Controlling transport properties of graphene nanoribbons by codoping-induced edge distortions

TL;DR

This paper demonstrates that co-doping graphene nanoribbons with boron and nitrogen can systematically control their charge transport properties by inducing edge distortions, offering a new method to tune their electronic behavior.

Contribution

It introduces a novel co-doping strategy in armchair graphene nanoribbons to control transport properties through edge distortions, expanding beyond previous edge doping effects.

Findings

B/N co-doping induces donor-acceptor transition in aGNRs.

Co-doped aGNRs show improved conductance at valence or conduction band edges.

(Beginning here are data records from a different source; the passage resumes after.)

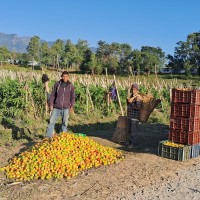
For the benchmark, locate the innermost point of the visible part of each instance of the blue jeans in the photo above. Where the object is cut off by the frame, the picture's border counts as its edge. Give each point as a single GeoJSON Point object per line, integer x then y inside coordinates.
{"type": "Point", "coordinates": [133, 131]}
{"type": "Point", "coordinates": [54, 117]}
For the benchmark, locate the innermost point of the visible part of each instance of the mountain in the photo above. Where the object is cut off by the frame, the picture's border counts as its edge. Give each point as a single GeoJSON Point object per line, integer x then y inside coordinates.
{"type": "Point", "coordinates": [13, 42]}
{"type": "Point", "coordinates": [19, 44]}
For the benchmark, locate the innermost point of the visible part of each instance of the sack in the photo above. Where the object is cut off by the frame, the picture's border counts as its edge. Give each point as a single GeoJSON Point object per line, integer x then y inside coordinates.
{"type": "Point", "coordinates": [149, 103]}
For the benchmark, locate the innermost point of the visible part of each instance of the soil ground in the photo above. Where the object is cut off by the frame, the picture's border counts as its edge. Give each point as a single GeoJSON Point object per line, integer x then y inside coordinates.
{"type": "Point", "coordinates": [141, 175]}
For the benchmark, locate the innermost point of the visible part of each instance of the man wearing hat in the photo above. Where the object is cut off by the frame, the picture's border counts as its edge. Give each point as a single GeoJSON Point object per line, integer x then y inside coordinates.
{"type": "Point", "coordinates": [133, 112]}
{"type": "Point", "coordinates": [61, 102]}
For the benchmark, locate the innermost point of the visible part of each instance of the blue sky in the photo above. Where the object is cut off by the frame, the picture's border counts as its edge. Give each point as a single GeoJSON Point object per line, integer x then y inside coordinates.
{"type": "Point", "coordinates": [137, 22]}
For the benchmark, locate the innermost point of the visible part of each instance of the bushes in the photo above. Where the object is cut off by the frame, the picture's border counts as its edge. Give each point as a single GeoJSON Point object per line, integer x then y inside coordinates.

Edge distortions significantly influence the transport behavior.

Abstract

One notable manifestation of the peculiar edge-localized states in zigzag graphene nanoribbons (zGNRs) is the p-type (n-type) characteristics of nitrogen (boron) edge-doped GNRs, and such behavior was so far considered to be exclusive for zGNRs. Carrying out first-principles electronic structure and quantum transport calculations, we herein show that the donor-acceptor transition behavior can also arise in the B/N edge-doped armchair GNRs (aGNRs) by introducing a bipolar P codopant atom into the energetically most favorable nearest neighbor edge sites. The n-type (p-type) transport properties of B,P (N,P) co-doped aGNRs are also shown to be superior to those of reference single N (B) doped aGNRs in that the valence (conduction) band edge conductance spectra are better preserved. Disentangling the chemical doping and structural distortion effects, we will demonstrate that the latter plays an important role in determining the transport type and explains the donor-acceptor transition feature as well as the bipolar character of P-doped aGNRs. We thus propose the systematic modification of GNR edge atomic structures via co-doping as a novel approach to control charge transport characteristics of aGNRs.